The growing awareness that immunodeficiency can be the underlying cause of immunopathology requires a rethinking of the therapeutic strategies commonly used to treat such diseases. Here, we provide a proof‐of‐concept that immunopathology that is due to impaired immunity in the context of a viral infection, can be prevented by enhancing immunity. Immunopathology in B−/− mice after LCMV Docile infection is caused by a functional antiviral CTL response and the concurrent presence of a high number of infected cells. When we enhanced immunity by active or passive immunization strategies, this did not aggravate the immunopathological processes. In contrast, it reduced antigen load and prevented immune‐mediated disease. Interestingly, treatment of LCMV Docile‐infected B−/− mice with non‐neutralizing LCMV nucleoprotein (NP)‐specific Ab was also found to be effective. This finding is well in line with our previous data demonstrating the LCMV NP‐specific Ab are capable of speeding up LCMV elimination in WT mice independently of complement and Fcγ receptors 4. In conclusion, the present study encourages further attempts to evaluate the concept of enhancing immunity to prevent immunopathology also in other settings.

Materials and methods

Mice

C57BL/6NRj mice were purchased from Janvier (Le Genest St‐Isle, France). B cell‐deficient JHT mice (B6.129P2‐Igh‐J/J) 16 and their transgene‐negative littermates that were used as WT controls in some experiments and P14 TCR‐tg mice (B6;D2‐Tg(TcrLCMV)318Sdz/JDvsJ) 17 were bred locally. Mice were housed under specific pathogen‐free conditions. Animal care and use was approved by the Regierungspräsidium Freiburg. All experiments were performed according to the german law for animal protection.

Viral infections

Mice were infected intravenously (i.v.) with 200 pfu LCMV strain Docile unless stated otherwise. LCMV was propagated on Madin Darby canine kidney (MDCK) cells. Viral titers were determined by focus‐forming assay 18. For active immunization, mice were injected i.v. with 8 × 104 pfu of replication‐deficient rLCMV/WEGPΔGlc6,9 carrying a modified glycoprotein 19, 20 three weeks before challenge infection with LCMV Docile.

Antibody treatments

T cell depletion in vivo was performed by intraperitoneal (i.p.) injection of 200 μg purified anti‐CD4 (clone YTS191, BioXcell) and/or anti‐CD8 (clone YTS169, BioXcell) mAb at day 3 and day 1 before LCMV infection. For passive immunization, mice received 1 mg purified LCMV GP‐specific mAb KL25 21 (own production) at day 4 p.i. or 500 μg purified LCMV NP‐specific mAb (clone VL4, BioXcell) at day 1 p.i. via the intraperitoneal route.

Flow cytometry

Flow cytometry was performed according to the guidelines as published by Cossarizza et al. 22. Single‐cell suspensions of lymphocytes were prepared from spleens by meshing through a metal strainer with a syringe plunger.

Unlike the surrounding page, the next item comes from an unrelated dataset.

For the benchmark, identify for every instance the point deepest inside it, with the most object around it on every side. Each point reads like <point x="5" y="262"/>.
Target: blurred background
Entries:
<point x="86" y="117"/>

Lymphocytes from liver were isolated by digestion with Collagenase D (1 mg ml−1, Roche) and DNaseI (0.1 mg ml−1, Sigma) followed by meshing the tissue through cell strainers (Greiner) and purification using Percoll gradient (Sigma). Lungs were digested using Collagenase II (140 U ml−1 , Roche) and DNaseI (0.1 mg ml−1) and meshed through a cell strainer. The following mAbs were used: anti‐CD8a (clone 53–6.7, AlexaFluor488, BioLegend), anti‐CD31 (clone ER‐MP12, biotinylated, MCA), anti‐PD‐L1 (clone 10F.9G2, PE, BioLegend), anti‐KLRG1 (2F1, PerCP‐Cy5.5, BioLegend), anti‐PD1 (29F.1A12, APC, BioLegend) and anti‐CD45 (clone 30‐F11, AlexaFluor700, BioLegend). LCMV‐specific CD8+ T cells were quantified by MHC class I tetramer staining using PE‐labeled Dbgp33‐tetramers (produced in‐house). IFN‐γ‐production of CD8+ T cells was determined by intracellular (Cytofix/Cytoperm, BD Bioscience) IFNγ‐staining (clone XMG1.2, PE, eBioscience) after restimulation of 106 lymphocytes with 10−7 M LCMV gp33 peptide in the presence of 15 μg ml−1 Brefeldin A (Sigma) for 4–5 h. LCMV infection of CD31+ endothelial cells was analyzed by intracellular staining (Cytofix/Cytoperm, BD Bioscience) using AlexaFluor647‐labeled (Thermo Fisher) LCMV NP‐specific mAb VL4 (BioXcell). Zombie NIR dye (BioLegend) or DAPI (Sigma) was used for dead cell exclusion. Staining was performed for at least 20 min at 4°C. Samples were fixed in 4% formaldehyde and measured on a LSR Fortessa or Canto II cytometer (both BD Biosciences) and data were analyzed with FlowJo software 8.8.7 (Tree Star). Gating strategies are shown in Supporting Information Fig. 9.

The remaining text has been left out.